Confagricoltura

06/03/2026 | News release | Distributed by Public on 06/03/2026 05:05

Grandine e bombe d’acqua a Rovigo: danni a frutta, orticole e cereali

In Medio e Alto Polesine fino a 120 millimetri caduti in due ore. Risparmiata l'area del delta del Po. Il presidente Ballani: "Decine di segnalazioni, agricoltori in ansia per i raccolti. Problemi per aglio, frumenti e mais. Disastro per mele e pere"

Mele e pere spaccate, piante di zucchine devastate, frumento e mais allettati, campi allagati o invasi dal fango. Le immagini che arrivano dalla provincia di Rovigo, flagellata ieri pomeriggio da grandine e bombe d'acqua, sono impressionanti: blocchi di ghiaccio grossi come noci hanno provocato danni alle colture che vengono quantificate dal 40 al 100%.
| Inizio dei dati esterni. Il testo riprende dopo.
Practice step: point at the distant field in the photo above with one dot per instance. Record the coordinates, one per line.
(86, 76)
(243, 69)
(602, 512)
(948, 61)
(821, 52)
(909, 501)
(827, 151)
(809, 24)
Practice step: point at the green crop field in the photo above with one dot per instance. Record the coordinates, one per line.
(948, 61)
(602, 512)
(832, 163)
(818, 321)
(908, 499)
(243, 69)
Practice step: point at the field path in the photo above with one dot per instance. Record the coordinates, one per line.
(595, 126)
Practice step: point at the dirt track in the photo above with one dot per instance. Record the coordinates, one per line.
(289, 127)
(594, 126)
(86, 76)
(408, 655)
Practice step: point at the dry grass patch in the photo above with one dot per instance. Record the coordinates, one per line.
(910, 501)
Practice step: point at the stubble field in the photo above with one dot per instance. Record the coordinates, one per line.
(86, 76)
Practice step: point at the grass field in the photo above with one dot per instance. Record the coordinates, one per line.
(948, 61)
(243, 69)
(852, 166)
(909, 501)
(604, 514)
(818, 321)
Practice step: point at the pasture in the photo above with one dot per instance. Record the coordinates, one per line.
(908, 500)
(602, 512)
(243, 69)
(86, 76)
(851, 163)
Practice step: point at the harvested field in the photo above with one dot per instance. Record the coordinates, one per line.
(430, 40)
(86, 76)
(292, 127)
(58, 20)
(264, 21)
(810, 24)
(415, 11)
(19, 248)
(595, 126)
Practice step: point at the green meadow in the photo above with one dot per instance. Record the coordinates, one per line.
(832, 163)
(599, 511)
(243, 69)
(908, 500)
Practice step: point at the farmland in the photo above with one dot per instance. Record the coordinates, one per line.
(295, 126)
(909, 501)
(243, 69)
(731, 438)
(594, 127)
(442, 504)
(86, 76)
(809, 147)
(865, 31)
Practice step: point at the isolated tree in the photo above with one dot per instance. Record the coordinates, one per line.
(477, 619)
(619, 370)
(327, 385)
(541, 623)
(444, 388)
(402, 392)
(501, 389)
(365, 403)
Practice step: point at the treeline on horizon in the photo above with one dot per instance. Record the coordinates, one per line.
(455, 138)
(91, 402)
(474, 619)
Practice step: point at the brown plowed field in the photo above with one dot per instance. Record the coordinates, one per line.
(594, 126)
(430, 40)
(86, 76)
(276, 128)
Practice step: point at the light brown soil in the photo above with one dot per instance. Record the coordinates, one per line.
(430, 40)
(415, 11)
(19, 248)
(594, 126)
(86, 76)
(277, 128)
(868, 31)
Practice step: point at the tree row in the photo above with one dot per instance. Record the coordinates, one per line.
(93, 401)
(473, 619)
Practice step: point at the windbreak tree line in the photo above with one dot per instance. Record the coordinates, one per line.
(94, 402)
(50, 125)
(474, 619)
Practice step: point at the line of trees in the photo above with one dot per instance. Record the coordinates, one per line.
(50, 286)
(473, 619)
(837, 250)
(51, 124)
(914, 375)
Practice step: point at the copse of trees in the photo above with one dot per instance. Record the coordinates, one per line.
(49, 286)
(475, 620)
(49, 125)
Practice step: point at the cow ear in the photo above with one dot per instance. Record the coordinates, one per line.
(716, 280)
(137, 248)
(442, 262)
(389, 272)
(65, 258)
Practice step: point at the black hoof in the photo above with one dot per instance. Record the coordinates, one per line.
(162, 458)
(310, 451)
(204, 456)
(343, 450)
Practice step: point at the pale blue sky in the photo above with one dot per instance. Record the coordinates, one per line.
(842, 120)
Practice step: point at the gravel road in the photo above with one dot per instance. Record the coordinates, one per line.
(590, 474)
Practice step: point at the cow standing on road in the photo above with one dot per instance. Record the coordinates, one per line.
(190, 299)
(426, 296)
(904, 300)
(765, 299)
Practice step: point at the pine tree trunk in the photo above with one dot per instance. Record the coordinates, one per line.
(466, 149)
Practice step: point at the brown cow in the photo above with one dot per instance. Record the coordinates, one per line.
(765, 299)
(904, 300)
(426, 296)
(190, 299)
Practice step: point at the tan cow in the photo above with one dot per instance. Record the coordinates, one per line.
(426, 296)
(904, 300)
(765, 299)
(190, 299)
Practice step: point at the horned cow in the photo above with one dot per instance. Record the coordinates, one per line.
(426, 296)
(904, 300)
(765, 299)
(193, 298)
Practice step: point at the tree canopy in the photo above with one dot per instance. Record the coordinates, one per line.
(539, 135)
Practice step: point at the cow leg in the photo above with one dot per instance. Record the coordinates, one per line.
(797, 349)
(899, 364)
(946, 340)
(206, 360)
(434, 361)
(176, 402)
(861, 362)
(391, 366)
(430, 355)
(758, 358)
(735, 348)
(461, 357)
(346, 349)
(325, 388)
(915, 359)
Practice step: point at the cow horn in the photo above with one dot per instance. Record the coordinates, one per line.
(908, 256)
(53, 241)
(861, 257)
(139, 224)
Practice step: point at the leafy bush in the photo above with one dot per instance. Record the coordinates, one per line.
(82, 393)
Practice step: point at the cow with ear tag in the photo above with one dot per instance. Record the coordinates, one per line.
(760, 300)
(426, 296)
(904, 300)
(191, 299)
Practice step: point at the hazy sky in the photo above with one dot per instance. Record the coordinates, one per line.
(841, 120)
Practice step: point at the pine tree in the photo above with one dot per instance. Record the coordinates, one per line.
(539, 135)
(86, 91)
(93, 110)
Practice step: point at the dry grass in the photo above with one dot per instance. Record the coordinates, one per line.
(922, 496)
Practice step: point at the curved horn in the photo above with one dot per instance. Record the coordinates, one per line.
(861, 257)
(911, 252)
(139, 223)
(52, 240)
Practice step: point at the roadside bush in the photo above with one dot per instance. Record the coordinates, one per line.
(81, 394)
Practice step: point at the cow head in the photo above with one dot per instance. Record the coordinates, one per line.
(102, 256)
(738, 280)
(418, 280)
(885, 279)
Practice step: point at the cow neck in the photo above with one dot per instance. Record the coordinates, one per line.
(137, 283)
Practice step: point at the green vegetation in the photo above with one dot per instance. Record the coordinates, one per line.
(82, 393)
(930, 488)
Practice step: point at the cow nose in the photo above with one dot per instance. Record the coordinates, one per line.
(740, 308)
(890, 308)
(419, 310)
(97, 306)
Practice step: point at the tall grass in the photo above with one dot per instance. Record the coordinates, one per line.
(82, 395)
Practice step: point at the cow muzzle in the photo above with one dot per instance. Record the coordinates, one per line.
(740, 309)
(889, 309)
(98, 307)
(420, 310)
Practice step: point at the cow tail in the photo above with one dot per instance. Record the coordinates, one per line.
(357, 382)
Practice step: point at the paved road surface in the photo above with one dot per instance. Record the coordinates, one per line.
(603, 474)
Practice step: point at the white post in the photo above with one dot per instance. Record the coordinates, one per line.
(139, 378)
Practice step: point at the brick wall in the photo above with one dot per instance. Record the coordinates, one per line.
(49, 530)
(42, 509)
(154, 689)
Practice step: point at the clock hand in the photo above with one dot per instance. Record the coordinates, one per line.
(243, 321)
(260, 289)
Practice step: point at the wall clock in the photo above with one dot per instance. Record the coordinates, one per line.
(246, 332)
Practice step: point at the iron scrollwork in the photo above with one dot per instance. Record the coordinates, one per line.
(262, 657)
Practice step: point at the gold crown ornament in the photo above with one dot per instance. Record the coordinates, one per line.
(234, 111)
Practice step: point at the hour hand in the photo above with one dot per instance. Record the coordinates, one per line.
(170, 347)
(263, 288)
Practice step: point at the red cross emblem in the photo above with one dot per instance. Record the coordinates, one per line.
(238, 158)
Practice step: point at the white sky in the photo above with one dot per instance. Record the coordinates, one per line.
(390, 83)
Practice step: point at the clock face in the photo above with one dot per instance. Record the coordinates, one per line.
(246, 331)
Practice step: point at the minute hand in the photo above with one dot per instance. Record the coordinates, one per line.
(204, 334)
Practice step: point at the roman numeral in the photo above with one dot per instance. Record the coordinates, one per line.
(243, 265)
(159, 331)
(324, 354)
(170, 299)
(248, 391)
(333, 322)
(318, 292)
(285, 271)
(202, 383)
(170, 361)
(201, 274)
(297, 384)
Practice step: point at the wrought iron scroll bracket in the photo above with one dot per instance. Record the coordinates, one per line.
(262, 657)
"Le località più colpite sono Costa di Rovigo, dove si è arrivati a punte di 120 millimetri di pioggia in due ore - sottolinea Lauro Ballani, presidente di Confagricoltura Rovigo - e poi Fratta, Frassinelle, Villamarzana, San Bellino, Villanova del Ghebbo. Risparmiato dalla tempesta il Delta del Po. La perturbazione ha rovesciato quantità enormi di acqua, creando forti allettamenti ai frumenti ed eccesso di acqua su soia e mais. Anche i frutteti e gli ortaggi hanno avuto grossi problemi; in particolare colpite mele e pere, spaccate dalla grandine, e l'aglio, che era quasi in fase di raccolta. I frumenti sono allettati e il mais è quasi completamente sfrangiato: questo comporterà minor produzione e possibilità di malattie fungine. In questo momento ci sono anche problemi ad entrare in campo a causa del fango che si è creato nei terreni, data l'enorme quantità d'acqua caduta. Fortunatamente i canali hanno raccolto in maniera ottimale l'eccesso di pioggia, evitando danni ancor più gravi".

Una panoramica più dettagliata la offre Enrico Davì, segretario di zona di Lendinara: "Mentre in parte del Comune di Lendinara e Badia Polesine, Giacciano, Trecenta, Bagnolo di Po, Canda vi è stata solo pioggia o mista a grandine fina - spiega -, nei Comuni di Villanova del Ghebbo, Fratta Polesine, Villamarzana, San Bellino e parte di Lusia gli accumuli di pioggia sono stati importanti, fino a quasi 100 millimetri, con la concomitante presenza di grandine grossa come noci o pezzi di ghiaccio frastagliati che hanno provocato danni alle colture dal 40 al 100%. I danni maggiori sono per le aziende frutticole non dotate di copertura attiva, cioè rete, dove le perdite arrivano al 100% del prodotto, con la sicura compromissione della coltura per il prossimo anno. Le zone con maggior accumulo di pioggia sono ancora sommerse, nonostante la piena funzionalità delle pompe dei canali di scolo".

Nei prossimi giorni i tecnici usciranno nelle campagne per una verifica più puntuale dei danni. "Bisogna rimanere calmi e non farsi prendere dall'ansia - dice Ballani -. La situazione meteo dovrebbe migliorare e questo consentirà alle aziende agricole di ripristinare la funzionalità dell'attività colturale. Speriamo che molte imprese abbiano provveduto ad assicurarsi con adeguate coperture per eventi catastrofali, in modo da procedere con le procedure di indennizzo".